Mit dem Kurs über zwei Wochenenden im April möchte Bianka Knorr die Mädchen „stärken gar nicht erst in eine Opferrolle hineinzugeraten“ und ihnen Selbstwertgefühl vermitteln. Konsequenterweise fragt sie „Darf ich?“, als sie mit einem der Mädchen eine Situation nachstellt, in der das Kind gegen seinen Willen umarmt wird. Bei der physischen Selbstverteidigung sind die Kinder jedoch noch sehr gehemmt, weshalb Knorr Anschlussaktivitäten im Bereich der Selbstverteidigung empfiehlt, auch wenn sie weiß, dass dies in der verplanten Woche vieler Kinder kaum noch möglich ist.

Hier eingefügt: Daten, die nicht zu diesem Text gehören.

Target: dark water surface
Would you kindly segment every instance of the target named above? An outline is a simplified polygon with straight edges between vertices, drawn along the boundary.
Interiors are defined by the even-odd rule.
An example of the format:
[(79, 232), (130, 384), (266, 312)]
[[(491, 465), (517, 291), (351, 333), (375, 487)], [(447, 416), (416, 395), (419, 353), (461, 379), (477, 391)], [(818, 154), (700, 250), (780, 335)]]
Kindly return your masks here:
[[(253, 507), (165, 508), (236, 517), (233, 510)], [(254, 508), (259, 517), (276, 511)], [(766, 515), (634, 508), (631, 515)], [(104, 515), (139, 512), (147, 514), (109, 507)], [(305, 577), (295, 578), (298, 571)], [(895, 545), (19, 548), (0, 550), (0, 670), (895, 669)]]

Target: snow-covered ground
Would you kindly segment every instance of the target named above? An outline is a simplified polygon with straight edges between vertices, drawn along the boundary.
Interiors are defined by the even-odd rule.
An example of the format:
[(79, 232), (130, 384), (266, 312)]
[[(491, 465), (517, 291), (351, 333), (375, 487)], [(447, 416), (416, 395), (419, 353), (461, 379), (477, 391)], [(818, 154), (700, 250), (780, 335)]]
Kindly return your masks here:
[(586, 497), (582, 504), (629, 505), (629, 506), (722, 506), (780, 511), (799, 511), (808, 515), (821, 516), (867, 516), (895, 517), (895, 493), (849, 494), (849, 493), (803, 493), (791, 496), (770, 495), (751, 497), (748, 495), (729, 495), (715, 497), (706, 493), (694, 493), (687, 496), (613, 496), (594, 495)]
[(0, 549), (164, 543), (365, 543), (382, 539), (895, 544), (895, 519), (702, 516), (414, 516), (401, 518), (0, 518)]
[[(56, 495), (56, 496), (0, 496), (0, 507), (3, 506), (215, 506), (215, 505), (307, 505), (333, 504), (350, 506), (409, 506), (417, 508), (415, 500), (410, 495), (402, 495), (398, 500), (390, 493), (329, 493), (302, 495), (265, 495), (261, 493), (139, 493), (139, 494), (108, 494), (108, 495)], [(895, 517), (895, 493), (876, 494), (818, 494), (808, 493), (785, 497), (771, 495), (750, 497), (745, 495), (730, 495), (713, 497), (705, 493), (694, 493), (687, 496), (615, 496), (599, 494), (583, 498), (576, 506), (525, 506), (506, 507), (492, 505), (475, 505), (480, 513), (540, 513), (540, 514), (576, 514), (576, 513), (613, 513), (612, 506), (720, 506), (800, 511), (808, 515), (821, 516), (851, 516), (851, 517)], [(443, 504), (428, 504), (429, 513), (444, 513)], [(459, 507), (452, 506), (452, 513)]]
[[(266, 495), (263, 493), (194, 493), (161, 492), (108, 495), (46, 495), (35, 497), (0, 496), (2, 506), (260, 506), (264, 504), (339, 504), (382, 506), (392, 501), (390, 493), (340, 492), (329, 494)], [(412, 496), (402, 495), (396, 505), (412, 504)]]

Sie selbst trat nach Abschluss des ersten Selbstverteidigungskurses, den sie besuchte, in einen Frauenkarateverein ein. Als sie von einer Fortbildungsmöglichkeit des Landessportbundes zum Thema Selbstverteidigung für Frauen erfuhr, meldete sie sich kurzerhand an und absolvierte diese sowie eine weitere Fortbildung, die sich auf Kinder im Grundschulalter konzentrierte. In diesen Zusammenhängen lernte sie, warum Selbstverteidigungskurse sich vor allem an ein weibliches Publikum richten. So gingen Frauen deutlich offener mit ihren Ängsten um als Männer, die ihre Sorgen eher mit sich selbst verhandelten, so Knorr. Trotzdem hofft sie, „dass sich auch mal jemand bereit erklärt, das für Jungen anzubieten“. Ihr selbst bereite es schlicht besondere Freude, Mädchen Selbststärkung und Zivilcourage zu vermitteln.